Сам же Зэкари Эмбервилл влюбился в Нью-Йорк буквально с первого взгляда. «Я покорю Манхэттен и Бронкс, и остров Стэтен», — мурлыкал он про себя, штудируя фолианты в книгохранилище университетской библиотеки, слова бессмертной песни, созданной Роджерсом и Хартом в 1925 году. Да, обещал он самому себе, отправляясь в Даунтаун[9] подземкой, как только выпадала пара свободных часов, я покорю Манхэттен, покорю и завладею им навечно.
Он исходил этот город пешком — от Бэттери до Гарлема, от одной реки до другой, досконально исследовав все его мосты и парки, авеню и проулки. Если не считать музеев, то все это он изучил лишь снаружи, так как денег у него было в обрез — в основном на подземку и лишь изредка на «хот дог», самую лучшую горячую сосиску в мире, которую можно было купить с лотка на Диленси-стрит. Да и то деньги на поездки в метро, «хот дог» и другие мелкие расходы (их, давал ему приработок официанта в студенческой забегаловке «Лайонс ден») он тратил весьма экономно — посылая каждый сбереженный им цент семье. Он даже не мог позволить себе роскоши отказаться от работы в забегаловке, чтобы иметь время сотрудничать в ежедневной университетской газете «Спектейтор». Но это не было для него жертвой, на которую он шел с неохотой. Принимать на себя бремя ответственности за семью стало для него столь же естественным, как и дышать.
Ззкари Эмбервилл, однако, планировал свое будущее, рассчитывая после окончания Колумбийского университета получить работу корректора в «Нью-Йорк тайме». Конечно же, считал он, с его опытом (теперь каждое лето вместо отца, чье здоровье прямо-таки таяло на глазах, Зэк, по существу, в одиночку выпускал ежедневную газету) они просто не смогут ему отказать… Он же знает в издательском деле все — от печати до распространения. Так что поступать в школу журналистики при самом университете значило бы просто терять драгоценное время — в любом случае он просто не мог себе этого позволить.

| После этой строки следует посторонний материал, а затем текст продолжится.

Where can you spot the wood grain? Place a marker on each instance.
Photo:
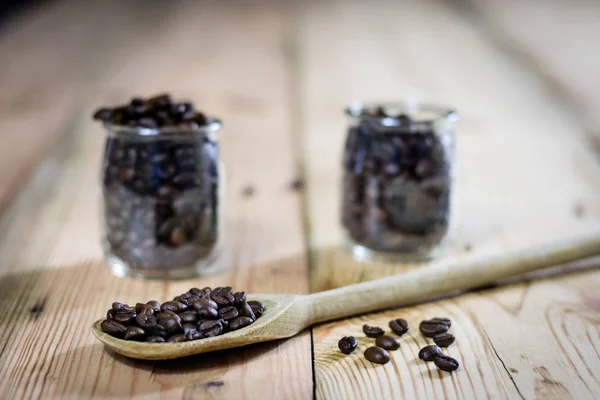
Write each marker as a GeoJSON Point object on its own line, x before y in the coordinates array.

Зэкари удалось побывать на экскурсии, предлагаемой редакцией «Нью-Йорк тайме» группам школьников, перед которыми слегка приоткрыли завесу издательской преисподней и провели по типографии, показав, как работают огромные прессы. Он начнет с корректора, дойдет до репортера, поднимется до… В этом месте его воображение попросту отказывалось идти дальше: сколько разнообразного выбора — и какого! — предоставляла лучшая в мире газета.
Мир, однако, распорядился судьбой старшекурсников «Колумбии» 1941 года по-своему. На следующий день после объявления войны восемнадцатилетний Зэкари Эмбервилл, перешедший на четвертый курс, записался в летную школу. Конечно, он мог бы обождать, пока его не призовут (скорей всего, ему дали бы доучиться), но Зэк всегда был нетерпеливым, и ему хотелось, чтобы война поскорее закончилась и он мог начать работать в «Нью-Йорк тайме».
«Скажи, какую улицу с Мотт-стрит сравнишь в июле?», — громко пел он, пытаясь заглушить шум двигателей «Корсара», в то время как его истребитель совершал очередной вылет в акваторию Тихого океана. Герой войны, получивший звание майора в двадцать один год, он стал подполковником в день победы над Японией, а через полгода на Говайях — полковником. Однако военная карьера его не прельщала.
— Какого хрена вы меня держите? Я давно уже имею право вернуться домой. Прошу прощения, сэр, за несдержанность.
— Извините, полковник, вы нужны генералу.
— Но, черт возьми, сэр, разве уже не действует правило: «первым записался — первым увольняешься»? У генерала полно других офицеров, какого дьявола ему нужен именно я?
— Ваши организаторские способности, полковник…
— Я — летчик, сэр, а не чернильная крыса. Прошу прощения, сэр.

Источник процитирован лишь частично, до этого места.